The following document should allow the understanding high-level architecture of the DAO contracts.
The project is still under development and the architecture can change.
There are 5 core contracts, that store all the necessary data:
- Admin Contract
- Reputation Token Contract
- Variable Repository Contract
- KYC Token
- VA Token
Besides Admin Contract, all core contracts have an admin account specified. Admin has special rights and can:
- change admin to another address,
- control whitelist of addresses with special privileges.
All data in every contract is available to be read by everyone.
Admin Contract's main goal is to serve as the owner of all other core contracts. Any VA can initialize a vote that might result in actions in contracts administered by Admin Contract. These actions are:
- changing ownership,
- add a new address to the whitelist,
- remove existing address from the whitelist.
All changes require voting. Admin Contract is both a core contract and voter contract.
The contract keeps track of reputation tokens for every user. It is a fungible token. Whitelisted addresses can:
- mints new tokens,
- burns existing tokens,
- transfer users' tokens.
Only addresses with a positive amount of tokens can participate in the voting process.
There is a special case, that needs to be handled. The following scenario is possible:
- VA has X tokens. She uses all to vote in the voting V.
- Contract that realizes voting V receives VA's tokens. VA has zero now.
- In the meantime Reputation Voter results in the decision to burn Y tokens from VA. Unfortunately, VA has zero tokens in her balance. So nothing happens.
- Voting V ends and X tokens get back to VA. VA has X, while she should have X minus Y of tokens.
To combat this issue we introduce the concept of debt. It results in the following behavior:
- when burning more tokens than an account has, the surplus is recorded as debt,
- when minting new tokens, firstly debt has to be reduced before the balance can be incremented.
- when transferring tokens into the account, firstly debt needs to be covered, and the remainder is added to the balance.
- when debt is more than zero, the balance of tokens is treated as zero.
Having that solves the problem from point 4.
It manages variables used in the whole system. Whitelisted addresses can update a value of any variable in two modes:
- immediately,
- with the delay at the specific timestamp.
It keeps track of addresses that passed the KYC process. It is a nonfungible token. Whitelisted addresses can burn and mint new tokens. Each address can have zero or one token.
It keeps track of addresses that are VAs in the system. Only addresses with VA tokens can participate in the voting process. Whitelisted addresses can burn and mint new tokens. Each address can have zero or one token.
There is also 5 voter contracts or voters that can alter core contracts' data:
- Reputation Voter
- Simple Voter
- Repo Voter
- KYC Voter
- Onboarding Voter
Each voter needs to be whitelisted in the specific core contract, to be able to alter data. Each voter needs to be whitelisted in the Reputation Contract, to be able to use tokens for voting. Only VAs can participate in voting.

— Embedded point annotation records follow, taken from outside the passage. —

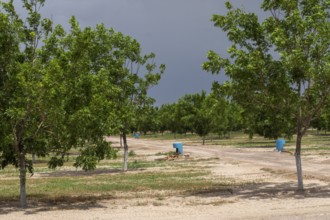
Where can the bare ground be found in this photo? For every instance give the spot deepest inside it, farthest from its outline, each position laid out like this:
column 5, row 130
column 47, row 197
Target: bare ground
column 273, row 196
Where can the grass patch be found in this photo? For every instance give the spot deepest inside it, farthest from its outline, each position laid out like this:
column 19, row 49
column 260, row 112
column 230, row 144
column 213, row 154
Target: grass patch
column 59, row 187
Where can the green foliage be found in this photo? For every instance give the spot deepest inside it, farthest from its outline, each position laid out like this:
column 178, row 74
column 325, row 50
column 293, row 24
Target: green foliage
column 66, row 90
column 278, row 65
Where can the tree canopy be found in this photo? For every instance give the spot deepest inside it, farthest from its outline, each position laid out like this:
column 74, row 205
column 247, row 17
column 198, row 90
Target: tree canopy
column 278, row 67
column 63, row 90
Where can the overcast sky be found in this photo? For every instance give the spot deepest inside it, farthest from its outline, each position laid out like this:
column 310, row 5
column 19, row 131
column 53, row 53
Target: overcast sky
column 179, row 32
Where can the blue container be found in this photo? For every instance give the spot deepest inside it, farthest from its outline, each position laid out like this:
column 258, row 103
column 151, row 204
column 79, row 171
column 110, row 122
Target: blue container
column 280, row 144
column 179, row 147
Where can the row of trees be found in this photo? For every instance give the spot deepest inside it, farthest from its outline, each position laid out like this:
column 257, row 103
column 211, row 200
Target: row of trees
column 278, row 66
column 61, row 89
column 194, row 113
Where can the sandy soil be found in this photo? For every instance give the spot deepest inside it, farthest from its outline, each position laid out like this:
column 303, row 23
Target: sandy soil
column 275, row 197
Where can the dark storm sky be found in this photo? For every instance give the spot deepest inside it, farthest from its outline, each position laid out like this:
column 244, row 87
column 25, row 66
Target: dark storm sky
column 179, row 32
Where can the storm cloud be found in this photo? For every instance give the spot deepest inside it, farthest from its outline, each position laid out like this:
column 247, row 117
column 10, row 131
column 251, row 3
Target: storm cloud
column 179, row 32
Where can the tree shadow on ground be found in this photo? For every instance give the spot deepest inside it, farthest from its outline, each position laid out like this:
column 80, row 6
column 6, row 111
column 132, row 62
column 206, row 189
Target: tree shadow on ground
column 62, row 203
column 70, row 173
column 266, row 190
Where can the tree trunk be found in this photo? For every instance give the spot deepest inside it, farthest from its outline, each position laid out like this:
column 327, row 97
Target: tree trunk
column 298, row 162
column 125, row 153
column 22, row 177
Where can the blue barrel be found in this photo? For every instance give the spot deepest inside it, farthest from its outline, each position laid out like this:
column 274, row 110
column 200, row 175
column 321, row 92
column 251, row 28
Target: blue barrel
column 179, row 147
column 280, row 144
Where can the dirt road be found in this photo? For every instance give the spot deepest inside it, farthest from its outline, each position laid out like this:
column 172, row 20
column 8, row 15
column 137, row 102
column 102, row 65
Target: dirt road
column 274, row 197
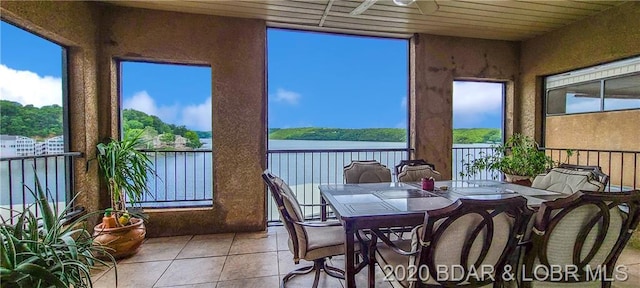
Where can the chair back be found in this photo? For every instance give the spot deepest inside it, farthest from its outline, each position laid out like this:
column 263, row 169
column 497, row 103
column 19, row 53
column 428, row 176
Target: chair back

The following diagram shows the whitelisting process of a new voter contract.
The below diagram shows how voting works.
Reputation Voter allows VAs to mint and burn tokens to/from a given address in Reputation Contract. Reputation Voter needs to be whitelisted in Reputation Contract.
Simple Voter allows VAs to vote under a hash of a document. The document can represent anything. After the vote ends no special action is performed. Simple Voter needs to be whitelisted in the Reputation Contract.
Repo Voter (shorter name of Variable Repository Voter) allows VAs to vote under a change of a variable in Variable Repository Contract. Repo Voter needs to be whitelisted in Reputation Contract and Variable Repository Contract.
KYC Voter allows VAs to mint new tokens in KYC Token Contract. The subject of voting is a document hash. KYC Voter needs to be whitelisted in the Reputation Contract and KYC Token Contract.
Onboarding Voter allows VAs to mint and burn tokens in VA Token Contract. Only addresses that have a positive reputation balance and KYC token can be a subject of this voting. Onboarding Voter needs to be whitelisted in Reputation Contract and VA Token Contract.